The addition of a GIHC question to the first-year housing form allows for interested students to indicate their desire to live in the community using a simple checkbox, with no additional explanation needed.
“Up until this point, anytime a student has needed gender inclusive housing, it’s been on a case-by-case basis,” Davis said. “Oftentimes it’s really bureaucratic—like having to prove that you need it, which is just really exhausting.”
In its first year, the GIHC will offer 60 beds to interested students. So far, a total of 56 students—29 returners and 27 first-years—have expressed interest using the housing application, according to Malagon.
“We are working with already built infrastructure, and it would take far too long to try to renovate a dorm or residence hall to fit our proposal,” said Tay Grett ’25, who has been a member of the Gender Inclusive Housing Subcommittee within the working group since last school year.
The organizers valued allowing GIHC-interested students to have a choice between different residence halls so that students could access whichever living environment most appealed to them.
“Part of wanting McWalsh was that Nobili is further off, and it’s kind of more secluded,” Grett said. “So we wanted to have an option that also was a social dynamic that gender-inclusive housing students opting in wouldn’t be missing.”
According to Malagon, who has worked at the University for over 26 years, four different proposals for gender-inclusive housing options on campus have been submitted in the last decade.
“It’s been a long time of different starts, pauses, starts, pauses,” said Malagon. “But I kept it on my to-do list and then kept moving it forward, so finally we were able to push it through.”
Previous proposals found difficulty overcoming the challenge of proving that there was a need for gender-inclusive housing on campus.
“Sometimes we were asked to give information that we would need data in order to give, but we couldn’t ask those questions at the time, because there’s also a privacy piece to it,” Malagon said.
The successful proposal benefited from the inclusion of stories from Santa Clara University students to illustrate the need for gender-inclusive housing.
“There was support from different areas, but it was really the storytelling and the impactful stories of our students that made a case: ‘We need to have this,’” Malagon said.
The formal proposal for the plan, developed last school year, was met with immediate support from the highest levels of administration.
“They drafted this proposal and took it to President Sullivan’s office, and she was really on board with it,” said Grace Davis ’25, a member of the Gender Inclusive Housing Subcommittee.
This support allowed the project to be officially greenlit for implementation in the 2025-26 academic year.
Davis said that removing this burden of proof from students makes these accommodations more accessible to those who could benefit from them.
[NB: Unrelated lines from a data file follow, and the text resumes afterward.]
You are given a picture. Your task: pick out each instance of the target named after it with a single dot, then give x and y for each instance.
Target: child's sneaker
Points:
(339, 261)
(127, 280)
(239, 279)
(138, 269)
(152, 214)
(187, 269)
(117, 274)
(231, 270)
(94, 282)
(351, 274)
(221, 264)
“Even upperclassmen and seniors that aren’t going to get to benefit from this still are really happy to see it happen, because we remember being first and second-year students and knowing that wasn’t a possibility,” Davis said.
“It’s definitely an amazing achievement, and I wish I would be here to see it come into fruition, but I have a lot of faith in the task force and the committee to see it through, and it’s very nice, because I've obviously been surrounded by people who have been wanting this for a long time, and for them to be able to finally have the option is incredible,” Grett said of the initiative’s success.
Having been involved with the initiative since its earliest days a decade ago, Malagon is uniquely able to reflect on the entirety of the journey towards more equitable housing for Santa Clara University students.
Asked to reflect on what the success of this proposal means to her, Malagon kept returning to one word: gratitude.
“Gratitude for all the folks who had something, who played some kind of role in getting us to where we are now, and gratitude for the folks who are going to continue to move it forward,” Malagon said. “Gratitude for all the people along the way and to be able to actually live out so much of what we talk about. This is a manifestation of building community, of building a sense of belonging, because a sense of belonging for some folks may look different than for others.”